Wife Quotes


Notice where I scraped off the ‘S’

For my wife’s birthday, I bought her a small bottle of exclusive perfume called ‘Ample’. . . . I just hope she does not notice where I scraped off the ‘S’!


Wait a minute and I will put it on

Wife: I have bought you a beautiful surprise for your birthday, it has just arrived. Husband: I am curious to see it. Wife: Wait a minute and I will put it on.


Dear Married People

Dear Married People, Buddha had to invent a whole new religion to escape his wife that’s how difficult it is!

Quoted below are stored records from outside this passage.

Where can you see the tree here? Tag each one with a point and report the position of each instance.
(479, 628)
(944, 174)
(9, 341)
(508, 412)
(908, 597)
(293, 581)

A husband was stung by a bee

A husband was stung by a bee on his pnes and it became swollen. His wife prayed, ‘Oh God may you remove off the pain and leave the size as it is.


Wife to maid

Wife to maid: I Think my husband ‘s having an affair with his secretary. Maid: you are only saying it to make me jealous.


Women live a better

Women live a better, longer and peaceful life.. !! Why? Very simple… A woman does not have a wife.. !!!


Statement bereft of facts

On her birthday and our anniversary, I also want to share on FB that my wife is best wife in the world. But I need some experience to make such an announcement. So for that, more wives are needed otherwise it would be hollow statement bereft of facts!